Ziel ist die aktive Mitwirkung von Kindern und Jugendlichen an politischen Entscheidungen. Sie sollen lernen, Verantwortung zu übernehmen und demokratische Handlungskompetenzen zu erwerben.
Werden alle Jugendlichen gleichermaßen durch Partizipationsangebote erreicht?

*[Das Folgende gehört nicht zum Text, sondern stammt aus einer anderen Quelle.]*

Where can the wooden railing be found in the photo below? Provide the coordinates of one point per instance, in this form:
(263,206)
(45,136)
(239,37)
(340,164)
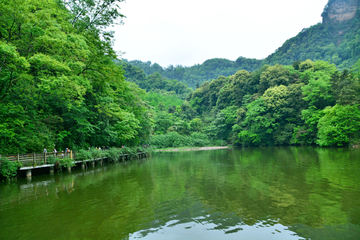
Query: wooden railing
(33,159)
(38,159)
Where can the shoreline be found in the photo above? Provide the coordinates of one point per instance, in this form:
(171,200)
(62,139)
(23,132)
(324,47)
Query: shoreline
(191,149)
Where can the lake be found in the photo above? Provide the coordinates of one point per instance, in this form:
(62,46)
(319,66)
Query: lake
(247,193)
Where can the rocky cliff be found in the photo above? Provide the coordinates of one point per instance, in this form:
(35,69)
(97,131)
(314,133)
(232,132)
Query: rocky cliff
(340,10)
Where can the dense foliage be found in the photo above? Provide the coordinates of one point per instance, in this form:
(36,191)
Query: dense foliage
(304,103)
(154,81)
(59,86)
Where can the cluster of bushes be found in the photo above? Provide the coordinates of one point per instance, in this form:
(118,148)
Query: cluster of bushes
(8,169)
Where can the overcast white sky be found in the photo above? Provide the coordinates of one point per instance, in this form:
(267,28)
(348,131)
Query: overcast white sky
(187,32)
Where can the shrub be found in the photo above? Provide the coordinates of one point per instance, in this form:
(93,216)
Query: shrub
(8,168)
(66,162)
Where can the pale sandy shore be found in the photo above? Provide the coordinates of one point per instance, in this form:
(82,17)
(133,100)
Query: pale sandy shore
(190,149)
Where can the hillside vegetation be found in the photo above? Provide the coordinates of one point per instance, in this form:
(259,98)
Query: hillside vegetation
(333,42)
(59,86)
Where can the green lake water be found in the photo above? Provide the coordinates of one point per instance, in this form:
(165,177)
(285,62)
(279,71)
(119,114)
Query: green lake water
(248,193)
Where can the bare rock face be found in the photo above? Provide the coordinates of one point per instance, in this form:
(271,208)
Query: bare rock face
(340,10)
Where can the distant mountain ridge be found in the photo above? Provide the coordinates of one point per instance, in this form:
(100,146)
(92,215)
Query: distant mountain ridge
(336,39)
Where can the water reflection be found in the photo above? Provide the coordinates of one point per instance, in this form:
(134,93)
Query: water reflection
(250,193)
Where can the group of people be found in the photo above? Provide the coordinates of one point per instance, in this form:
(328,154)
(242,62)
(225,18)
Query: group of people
(67,151)
(101,148)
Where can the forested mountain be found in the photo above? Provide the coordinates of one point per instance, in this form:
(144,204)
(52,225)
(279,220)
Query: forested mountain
(59,86)
(336,39)
(197,74)
(154,81)
(304,103)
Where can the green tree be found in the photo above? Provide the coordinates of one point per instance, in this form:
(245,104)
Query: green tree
(340,125)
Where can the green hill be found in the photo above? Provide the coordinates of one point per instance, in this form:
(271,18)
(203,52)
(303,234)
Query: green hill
(336,40)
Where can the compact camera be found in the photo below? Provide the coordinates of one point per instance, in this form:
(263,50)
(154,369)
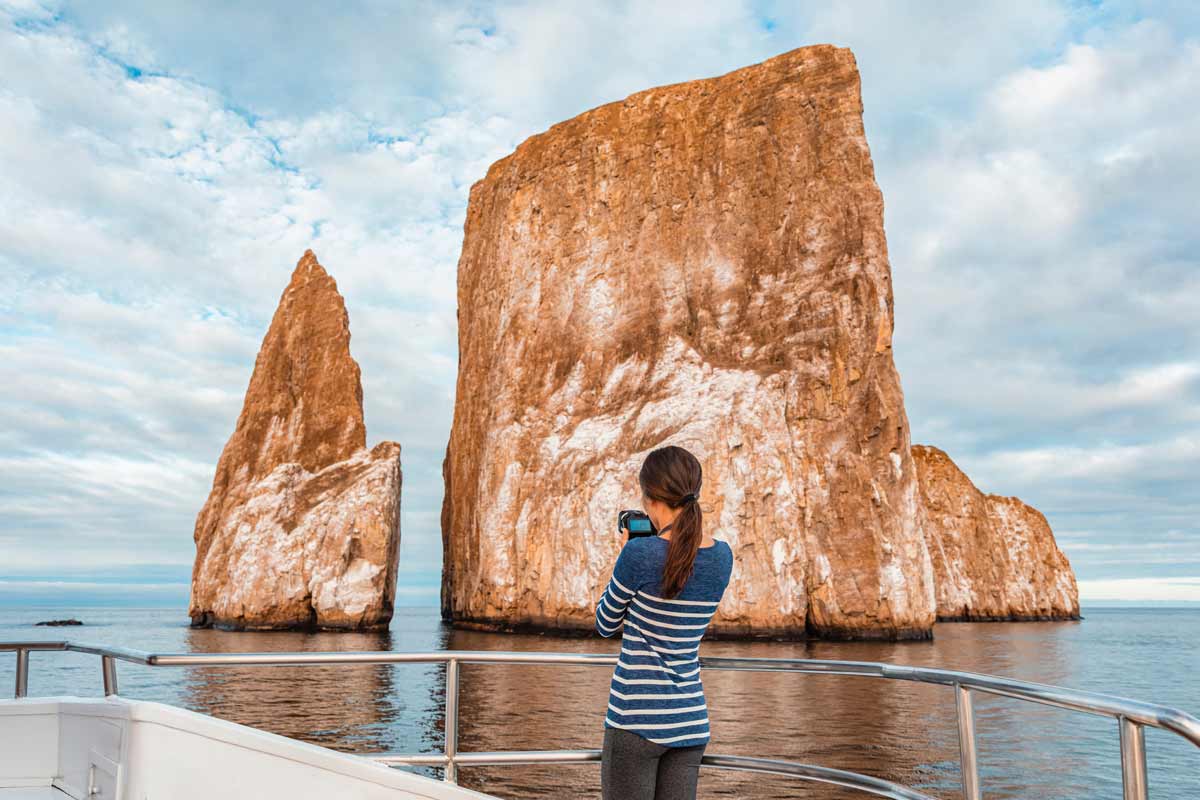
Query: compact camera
(635,523)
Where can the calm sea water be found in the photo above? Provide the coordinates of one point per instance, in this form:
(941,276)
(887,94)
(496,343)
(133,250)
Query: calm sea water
(891,729)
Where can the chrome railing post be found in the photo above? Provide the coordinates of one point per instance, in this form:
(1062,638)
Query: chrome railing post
(1133,759)
(108,667)
(22,689)
(969,763)
(451,769)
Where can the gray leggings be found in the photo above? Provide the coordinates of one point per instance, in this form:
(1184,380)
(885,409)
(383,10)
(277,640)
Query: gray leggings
(633,768)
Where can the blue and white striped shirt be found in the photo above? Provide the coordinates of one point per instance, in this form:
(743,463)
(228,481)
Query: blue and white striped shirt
(655,689)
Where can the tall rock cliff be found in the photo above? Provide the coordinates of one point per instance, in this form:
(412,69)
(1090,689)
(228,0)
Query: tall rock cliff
(301,528)
(994,557)
(701,264)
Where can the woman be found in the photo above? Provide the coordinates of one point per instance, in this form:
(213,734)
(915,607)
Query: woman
(665,589)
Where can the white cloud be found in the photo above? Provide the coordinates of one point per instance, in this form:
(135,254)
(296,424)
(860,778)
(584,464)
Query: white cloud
(1037,162)
(1183,589)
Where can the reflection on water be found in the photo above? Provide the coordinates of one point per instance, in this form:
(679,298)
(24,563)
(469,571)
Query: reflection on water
(347,708)
(892,729)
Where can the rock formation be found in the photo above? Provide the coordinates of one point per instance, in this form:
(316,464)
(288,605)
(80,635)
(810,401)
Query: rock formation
(994,557)
(701,264)
(301,528)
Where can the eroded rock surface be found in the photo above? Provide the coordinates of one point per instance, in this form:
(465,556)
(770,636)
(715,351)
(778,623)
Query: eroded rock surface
(995,558)
(701,264)
(301,528)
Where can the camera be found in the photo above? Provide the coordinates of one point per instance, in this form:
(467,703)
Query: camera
(635,523)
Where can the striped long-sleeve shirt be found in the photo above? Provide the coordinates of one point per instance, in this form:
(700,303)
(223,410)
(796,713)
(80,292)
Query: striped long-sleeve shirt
(655,690)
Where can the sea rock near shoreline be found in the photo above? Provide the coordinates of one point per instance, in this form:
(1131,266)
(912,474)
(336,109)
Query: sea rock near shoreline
(994,557)
(301,528)
(701,264)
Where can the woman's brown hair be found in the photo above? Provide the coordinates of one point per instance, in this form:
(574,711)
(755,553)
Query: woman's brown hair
(672,475)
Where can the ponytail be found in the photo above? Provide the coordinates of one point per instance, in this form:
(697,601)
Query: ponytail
(672,475)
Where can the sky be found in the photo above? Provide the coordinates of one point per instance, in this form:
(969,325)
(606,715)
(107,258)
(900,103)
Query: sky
(163,167)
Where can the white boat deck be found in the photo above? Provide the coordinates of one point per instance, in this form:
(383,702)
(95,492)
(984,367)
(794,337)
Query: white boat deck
(59,747)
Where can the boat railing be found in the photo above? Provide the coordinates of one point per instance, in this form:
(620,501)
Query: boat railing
(1132,716)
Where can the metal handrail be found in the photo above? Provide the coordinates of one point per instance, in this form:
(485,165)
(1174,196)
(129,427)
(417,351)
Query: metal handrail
(1133,716)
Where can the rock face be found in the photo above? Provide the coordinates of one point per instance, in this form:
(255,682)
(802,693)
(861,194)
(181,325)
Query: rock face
(701,264)
(994,557)
(301,528)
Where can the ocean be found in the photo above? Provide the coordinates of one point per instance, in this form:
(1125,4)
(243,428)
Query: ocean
(892,729)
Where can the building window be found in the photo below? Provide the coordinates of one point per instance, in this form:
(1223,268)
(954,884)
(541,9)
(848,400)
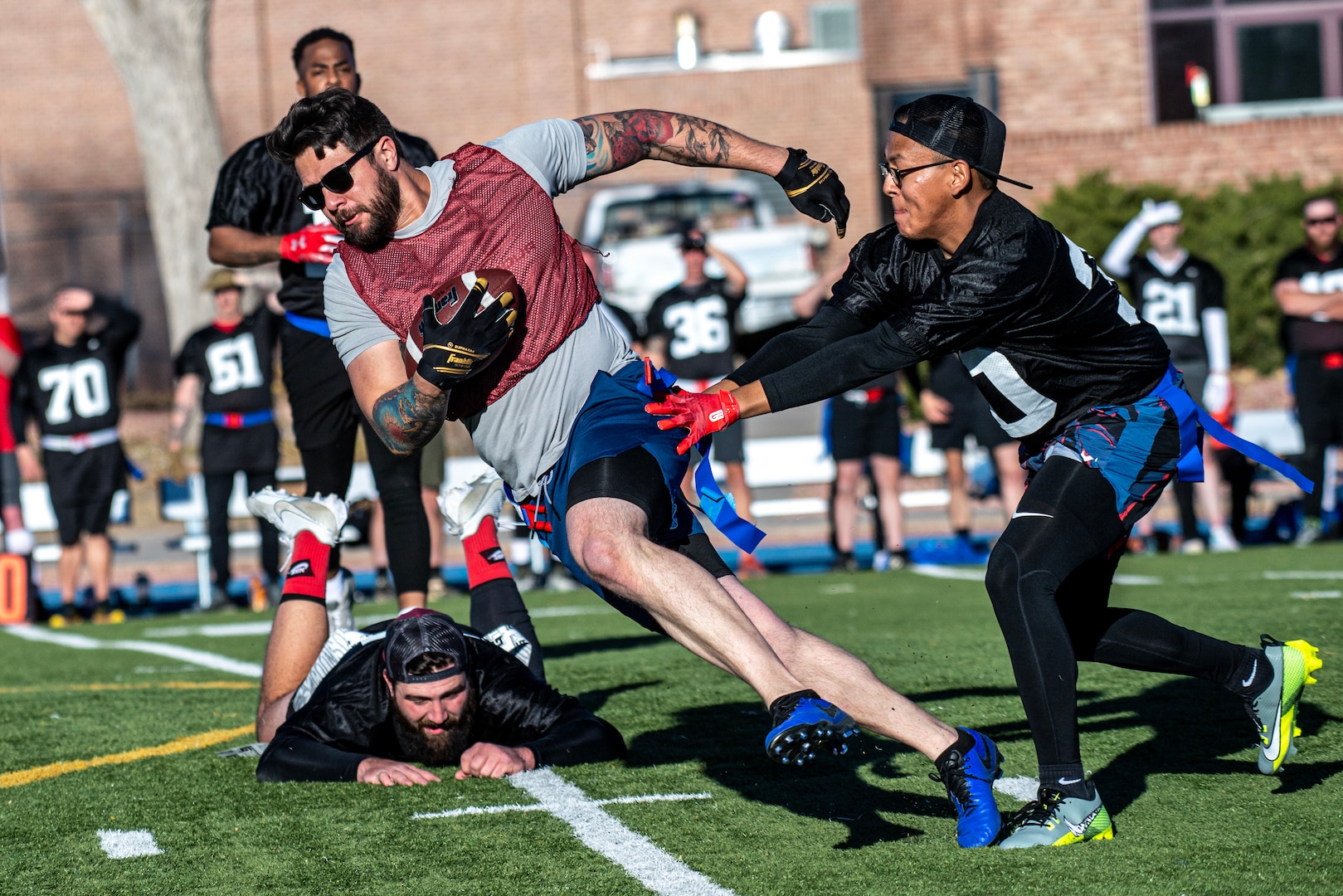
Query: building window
(835,26)
(1252,51)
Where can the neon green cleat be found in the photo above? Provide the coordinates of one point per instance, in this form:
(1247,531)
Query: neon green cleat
(1056,820)
(1275,709)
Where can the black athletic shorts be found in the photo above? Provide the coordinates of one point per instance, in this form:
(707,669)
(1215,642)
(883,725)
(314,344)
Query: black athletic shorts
(859,430)
(254,449)
(320,394)
(82,486)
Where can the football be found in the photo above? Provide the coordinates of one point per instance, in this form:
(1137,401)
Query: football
(450,297)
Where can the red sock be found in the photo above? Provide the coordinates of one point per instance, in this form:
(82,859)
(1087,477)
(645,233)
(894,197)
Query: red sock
(485,559)
(306,575)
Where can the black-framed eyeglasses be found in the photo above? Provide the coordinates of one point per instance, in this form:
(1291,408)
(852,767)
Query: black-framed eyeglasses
(898,173)
(336,180)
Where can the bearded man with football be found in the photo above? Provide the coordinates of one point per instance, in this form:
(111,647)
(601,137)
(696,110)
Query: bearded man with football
(552,394)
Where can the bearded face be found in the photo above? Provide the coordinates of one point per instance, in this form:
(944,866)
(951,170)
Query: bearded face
(379,223)
(446,746)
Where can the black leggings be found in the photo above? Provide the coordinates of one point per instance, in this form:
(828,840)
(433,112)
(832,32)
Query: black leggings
(1049,581)
(218,488)
(328,469)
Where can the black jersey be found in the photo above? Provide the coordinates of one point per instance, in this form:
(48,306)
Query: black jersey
(73,390)
(236,366)
(351,718)
(257,193)
(1043,331)
(1316,275)
(700,325)
(1175,304)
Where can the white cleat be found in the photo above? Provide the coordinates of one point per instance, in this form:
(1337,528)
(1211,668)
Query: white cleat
(466,505)
(323,514)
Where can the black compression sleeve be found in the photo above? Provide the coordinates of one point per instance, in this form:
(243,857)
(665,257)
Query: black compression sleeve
(294,757)
(839,367)
(577,738)
(829,325)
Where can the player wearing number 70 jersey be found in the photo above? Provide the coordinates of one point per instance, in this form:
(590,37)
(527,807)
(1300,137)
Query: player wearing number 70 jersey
(1069,370)
(230,366)
(69,387)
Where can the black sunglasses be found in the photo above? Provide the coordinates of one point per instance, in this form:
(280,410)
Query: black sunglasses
(898,173)
(336,180)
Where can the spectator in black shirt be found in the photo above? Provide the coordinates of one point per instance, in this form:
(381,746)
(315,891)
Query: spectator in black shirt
(1308,288)
(257,218)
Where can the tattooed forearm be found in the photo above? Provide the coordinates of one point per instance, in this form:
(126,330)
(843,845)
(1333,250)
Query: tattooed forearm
(407,418)
(620,139)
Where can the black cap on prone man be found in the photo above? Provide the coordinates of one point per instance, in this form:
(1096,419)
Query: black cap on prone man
(958,128)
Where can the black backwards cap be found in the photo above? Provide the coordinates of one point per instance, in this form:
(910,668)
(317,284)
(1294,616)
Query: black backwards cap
(958,128)
(416,633)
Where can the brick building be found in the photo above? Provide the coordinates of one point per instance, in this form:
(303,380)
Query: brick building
(1082,86)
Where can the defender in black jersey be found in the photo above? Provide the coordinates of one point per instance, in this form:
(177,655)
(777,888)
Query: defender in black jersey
(229,368)
(1308,288)
(1071,370)
(70,388)
(363,705)
(1180,296)
(257,218)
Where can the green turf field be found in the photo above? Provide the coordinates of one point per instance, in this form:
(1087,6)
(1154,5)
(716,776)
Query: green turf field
(1174,761)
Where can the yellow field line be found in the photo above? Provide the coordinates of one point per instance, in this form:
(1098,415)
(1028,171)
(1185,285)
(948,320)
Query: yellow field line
(140,685)
(182,744)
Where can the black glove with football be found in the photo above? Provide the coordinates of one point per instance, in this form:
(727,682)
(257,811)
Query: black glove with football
(814,190)
(464,344)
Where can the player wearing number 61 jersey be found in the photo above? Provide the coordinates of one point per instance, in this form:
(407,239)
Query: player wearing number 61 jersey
(230,366)
(69,387)
(1068,368)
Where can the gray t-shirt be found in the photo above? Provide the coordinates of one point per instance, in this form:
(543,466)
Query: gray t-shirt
(523,434)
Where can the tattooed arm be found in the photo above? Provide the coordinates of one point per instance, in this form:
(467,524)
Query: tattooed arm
(616,140)
(405,412)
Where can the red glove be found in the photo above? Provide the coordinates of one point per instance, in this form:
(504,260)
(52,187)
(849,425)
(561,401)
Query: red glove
(696,411)
(312,243)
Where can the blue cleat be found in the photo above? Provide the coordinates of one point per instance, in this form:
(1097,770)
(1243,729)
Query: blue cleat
(970,787)
(805,724)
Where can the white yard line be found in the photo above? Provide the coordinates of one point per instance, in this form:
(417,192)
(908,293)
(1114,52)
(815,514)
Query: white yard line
(602,833)
(184,655)
(128,844)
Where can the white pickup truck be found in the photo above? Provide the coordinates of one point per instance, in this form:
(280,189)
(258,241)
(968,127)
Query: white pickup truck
(638,227)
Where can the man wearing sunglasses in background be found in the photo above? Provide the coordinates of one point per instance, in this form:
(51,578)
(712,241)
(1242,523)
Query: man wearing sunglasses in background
(1308,288)
(257,218)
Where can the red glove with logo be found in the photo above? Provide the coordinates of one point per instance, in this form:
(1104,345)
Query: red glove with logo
(696,411)
(312,243)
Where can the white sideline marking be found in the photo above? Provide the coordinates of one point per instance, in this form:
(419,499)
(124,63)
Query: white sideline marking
(1021,787)
(494,811)
(976,574)
(128,844)
(217,631)
(1297,575)
(577,610)
(173,652)
(602,833)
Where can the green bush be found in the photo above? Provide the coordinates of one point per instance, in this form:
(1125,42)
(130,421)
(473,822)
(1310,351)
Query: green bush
(1244,232)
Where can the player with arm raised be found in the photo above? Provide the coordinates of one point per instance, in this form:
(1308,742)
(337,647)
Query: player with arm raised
(257,218)
(552,395)
(1078,377)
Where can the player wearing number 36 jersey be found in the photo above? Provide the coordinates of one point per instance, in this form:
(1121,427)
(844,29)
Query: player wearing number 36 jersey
(69,387)
(1068,368)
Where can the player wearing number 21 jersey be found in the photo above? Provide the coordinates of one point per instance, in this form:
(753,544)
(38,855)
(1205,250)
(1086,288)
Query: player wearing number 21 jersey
(1068,368)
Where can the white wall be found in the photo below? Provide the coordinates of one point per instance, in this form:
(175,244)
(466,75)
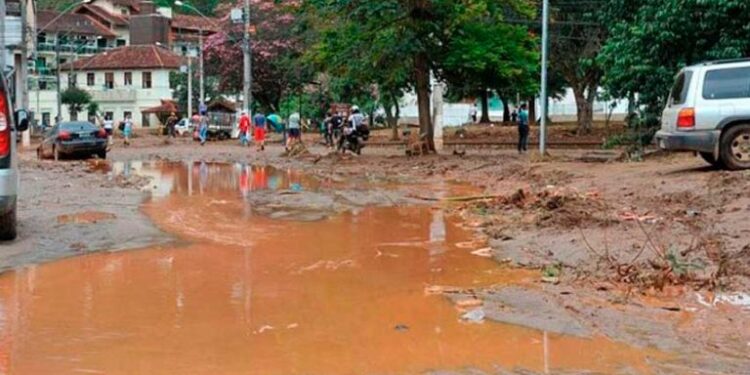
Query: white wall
(456,114)
(118,100)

In der Realität zeigt sich oft eine soziale Selektivität. Jugendliche aus bildungsnahen Schichten partizipieren häufiger, während Kinder aus benachteiligten Verhältnissen oft unterrepräsentiert sind.
Wie erklärt Pierre Bourdieu die Ungleichheit bei der Partizipation?
Bourdieu nutzt die Begriffe „Habitus“ und „sozialer Raum“. Menschen mit hohem kulturellem und sozialem Kapital fühlen sich in parlamentarischen Strukturen eher „zu Hause“, während andere sich diesen Angeboten entziehen.
Was sind Leitlinien für eine erfolgreiche Jugendpartizipation?
Erfolgreiche Partizipation muss freiwillig, transparent und wirksam sein. Die Jugendlichen müssen erleben, dass ihre Beteiligung tatsächlich Einfluss auf Ergebnisse hat.
Welche Formen der Partizipation gibt es?
Man unterscheidet unter anderem zwischen offener Partizipation (z. B. Jugendtreffs), projektorientierter Partizipation (zeitlich begrenzt) und repräsentativer Partizipation (wie Jugendparlamente).